While it will all be over for mission controllers, scientists will be analysing the information gleaned for "years if not decades" to come.

- Puzzle pieces -

"We've only just started to get an understanding of what the data is telling us, putting together the pieces of the puzzle," said Taylor.

"We've got this massive puzzle, all the pieces are everywhere, and we need to put them together."

The first-ever mission to orbit and land on a comet was approved in 1993 to explore the origins and evolution of our Solar System -- of which comets are thought to contain primordial material preserved in a dark space deep freeze.

Rosetta and lander probe Philae travelled more than six billion kilometres (3.7 billion miles) over 10 years to reach 67P in August 2014.

Philae was launched to the comet surface in November of that year, bouncing several times, then gathering 60 hours of on-site data which it sent home before entering standby mode.

Insights gleaned from the 1.4-billion-euro ($1.5-billion) mission have shown that comets crashing into an early Earth may well have brought amino acids, the building blocks of life.

Comets of 67P's type, however, certainly did not bring water, scientists have concluded.

Rosetta's comet is currently speeding away from the Sun on its near seven-year elongated orbit, which means the craft's solar panels are catching fewer battery-replenishing rays.

Rather than just letting it fade away, scientists opted to end the mission on a high by taking measures from distances too close to risk under usual operating conditions.

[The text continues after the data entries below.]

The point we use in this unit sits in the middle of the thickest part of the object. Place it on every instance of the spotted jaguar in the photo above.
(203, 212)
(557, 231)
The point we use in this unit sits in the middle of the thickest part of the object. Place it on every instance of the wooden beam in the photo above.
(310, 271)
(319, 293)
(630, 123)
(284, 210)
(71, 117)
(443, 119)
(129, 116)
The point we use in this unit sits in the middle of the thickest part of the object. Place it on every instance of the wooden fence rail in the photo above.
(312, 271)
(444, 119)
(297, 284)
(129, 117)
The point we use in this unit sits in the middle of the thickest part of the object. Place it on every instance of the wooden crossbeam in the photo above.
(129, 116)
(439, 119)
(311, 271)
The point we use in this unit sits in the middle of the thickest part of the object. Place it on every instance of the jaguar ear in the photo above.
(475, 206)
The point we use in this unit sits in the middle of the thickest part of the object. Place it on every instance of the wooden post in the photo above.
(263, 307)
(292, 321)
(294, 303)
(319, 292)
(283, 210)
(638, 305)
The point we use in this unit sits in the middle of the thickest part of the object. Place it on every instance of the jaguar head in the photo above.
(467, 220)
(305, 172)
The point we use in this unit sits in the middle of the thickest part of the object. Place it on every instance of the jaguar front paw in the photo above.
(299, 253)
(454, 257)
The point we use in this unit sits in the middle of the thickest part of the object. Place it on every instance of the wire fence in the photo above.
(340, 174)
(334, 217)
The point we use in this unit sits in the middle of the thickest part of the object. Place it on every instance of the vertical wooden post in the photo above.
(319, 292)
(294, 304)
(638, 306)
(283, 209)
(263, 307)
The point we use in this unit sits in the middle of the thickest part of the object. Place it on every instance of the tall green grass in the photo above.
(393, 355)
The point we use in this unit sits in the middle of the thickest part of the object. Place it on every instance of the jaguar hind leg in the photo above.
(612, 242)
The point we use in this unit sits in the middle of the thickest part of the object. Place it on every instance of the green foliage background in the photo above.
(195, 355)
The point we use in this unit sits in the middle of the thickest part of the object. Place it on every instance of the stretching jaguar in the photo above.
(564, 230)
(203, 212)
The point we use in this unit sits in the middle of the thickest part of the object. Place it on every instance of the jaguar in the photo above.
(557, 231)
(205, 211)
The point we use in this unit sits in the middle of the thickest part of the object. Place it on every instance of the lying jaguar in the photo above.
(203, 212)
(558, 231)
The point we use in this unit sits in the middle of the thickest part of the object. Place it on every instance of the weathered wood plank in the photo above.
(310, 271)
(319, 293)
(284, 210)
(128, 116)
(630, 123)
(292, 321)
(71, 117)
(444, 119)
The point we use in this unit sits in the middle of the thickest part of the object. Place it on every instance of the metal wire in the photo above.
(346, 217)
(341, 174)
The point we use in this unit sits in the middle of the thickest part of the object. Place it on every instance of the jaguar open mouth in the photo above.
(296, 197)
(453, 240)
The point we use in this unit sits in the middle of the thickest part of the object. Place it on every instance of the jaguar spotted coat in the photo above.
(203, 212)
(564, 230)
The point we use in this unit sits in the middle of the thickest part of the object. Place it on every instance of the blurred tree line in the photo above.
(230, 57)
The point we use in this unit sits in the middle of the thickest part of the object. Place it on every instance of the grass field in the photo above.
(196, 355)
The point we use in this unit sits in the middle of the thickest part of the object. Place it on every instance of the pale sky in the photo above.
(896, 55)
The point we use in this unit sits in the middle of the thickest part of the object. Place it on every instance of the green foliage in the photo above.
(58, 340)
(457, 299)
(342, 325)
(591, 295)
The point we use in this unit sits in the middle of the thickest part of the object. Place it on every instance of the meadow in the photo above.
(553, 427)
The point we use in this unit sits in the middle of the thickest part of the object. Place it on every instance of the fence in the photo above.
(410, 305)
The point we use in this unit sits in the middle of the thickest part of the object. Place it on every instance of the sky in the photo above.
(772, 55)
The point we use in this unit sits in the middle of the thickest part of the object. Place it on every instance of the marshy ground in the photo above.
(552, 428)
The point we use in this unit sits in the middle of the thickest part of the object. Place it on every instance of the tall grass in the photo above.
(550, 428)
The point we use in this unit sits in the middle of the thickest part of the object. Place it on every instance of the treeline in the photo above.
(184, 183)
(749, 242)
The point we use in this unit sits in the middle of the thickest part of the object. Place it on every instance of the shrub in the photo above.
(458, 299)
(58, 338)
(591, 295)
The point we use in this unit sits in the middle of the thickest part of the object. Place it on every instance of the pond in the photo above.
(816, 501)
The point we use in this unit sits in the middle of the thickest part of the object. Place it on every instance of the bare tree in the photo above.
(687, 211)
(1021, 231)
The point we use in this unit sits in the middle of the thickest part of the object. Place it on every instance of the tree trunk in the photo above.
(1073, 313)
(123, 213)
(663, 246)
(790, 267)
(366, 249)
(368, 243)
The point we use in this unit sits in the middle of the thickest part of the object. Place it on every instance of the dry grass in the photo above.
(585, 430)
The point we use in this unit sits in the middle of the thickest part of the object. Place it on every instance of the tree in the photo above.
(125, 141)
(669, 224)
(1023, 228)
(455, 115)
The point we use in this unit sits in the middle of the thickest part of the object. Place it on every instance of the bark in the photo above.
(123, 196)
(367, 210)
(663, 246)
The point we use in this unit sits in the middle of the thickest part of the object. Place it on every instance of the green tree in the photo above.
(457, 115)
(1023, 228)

Rosetta was never designed to land.

"Tonight is the beginning of the end," said Taylor. "That is what we're waiting for -- we're waiting for this manoeuvre to begin that final phase."

A highlight of the final hours will be a one-off chance to peer into mysterious pits dotting the landscape for hints as to what the comet's interior might look like.

Rosetta was programmed to switch off on impact, to make sure its signals do not interfere with any future space missions.

"After Rosetta has touched down, it will not be possible to collect or return any additional data," the ESA said.